The Internet is transitioning to an edge computing architecture to accommodate latency sensitive DNN workloads in the developing Internet of Things and mobile computing application domains. Unfortunately, large, high-precision DNN models cannot be operated at the edge due to their lack of computing capabilities, unlike in cloud environments. Therefore, past efforts have focused on moving some computing to the cloud to circumvent this restriction. However, this results in longer delays.
New research from Microsoft proposes REACT, a unique architecture that uses the edge and the cloud together to run redundant computations. To improve detection quality without compromising latency, they merge asynchronously received cloud inputs into the compute stream at the edge. This allows you to take advantage of the precision of the cloud without sacrificing the low latency of the edge.
The team uses a two-pronged approach to solve the problems of poor edge compute capability and loss of precision due to edge models.
- To begin with, edge object identification needs to be called only once every few frames due to the spatiotemporal correlation between successive video frames. Edge detection occurs every five frames. They use a fairly lightweight object tracking operation to bridge the gap between the two frameworks.
- Second, only certain frames are sent to the cloud asynchronously to increase the accuracy of the inference. Depending on network latency and the availability of cloud resources, edge devices do not get cloud detections for a few frames afterward.
- The most recent and previously unreported cloud detections are then combined with the current image. To “fast forward” to the current time, they use the cloud detection generated in a previous frame and feed it into a second instance of the object tracker.

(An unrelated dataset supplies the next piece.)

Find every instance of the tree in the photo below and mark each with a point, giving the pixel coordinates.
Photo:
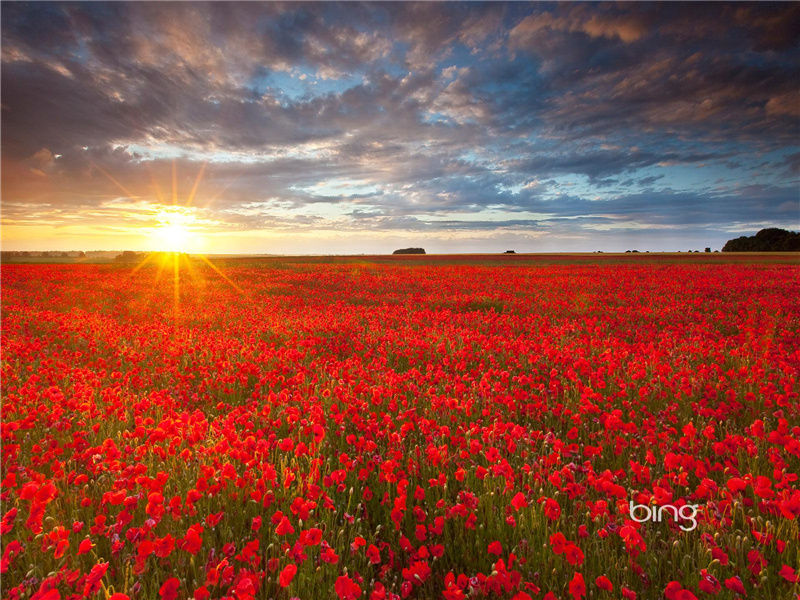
(766, 240)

As long as there is no drastic change to the scene, the newly identified elements can be integrated into the current frame.
The team applied this method to a dataset of dashcam videos. His experiments used state-of-the-art computer vision methods to obtain detections of both local and remote elements. In addition, they use the widely used statistic in the field of machine vision known as [email protected] (0.5 IoU average mean precision) to assess the quality of object detections. They also analyzed two sets of data to determine how effective REACT was:
- As a drone-based surveillance system, VisDrone
- The D2City system is a dashcam-based driving assistance system.

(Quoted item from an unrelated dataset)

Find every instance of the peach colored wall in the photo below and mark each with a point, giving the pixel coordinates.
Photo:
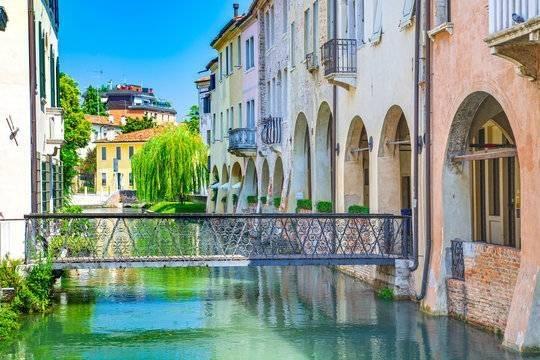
(461, 65)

Their test results show that REACT can provide up to 50% better results than reference methods. They also demonstrate that the edge and cloud models can complement each other and that the proposed edge-cloud merger approach can improve overall performance.
In addition to the light object tracking done at intermediate frames, the object detector only runs once every few frames. By doubling detection between the edge and the cloud, developers have more freedom to choose how often to run their applications on each platform while maintaining the same level of detection accuracy.

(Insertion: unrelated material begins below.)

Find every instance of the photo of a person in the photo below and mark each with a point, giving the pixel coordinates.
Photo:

The researchers also note that having multiple edge devices using the same cloud-hosted model can spread the expense of using cloud resources across a larger population. In particular, the V100 GPU can support more than 60 concurrent devices simultaneously, assuming the application can support an average latency of up to 500ms.
While this work has primarily discussed its application to object detection, the team believes it can be applied in other situations, including human pose estimation, instance estimation, and semantic segmentation applications, for the “best of both worlds.”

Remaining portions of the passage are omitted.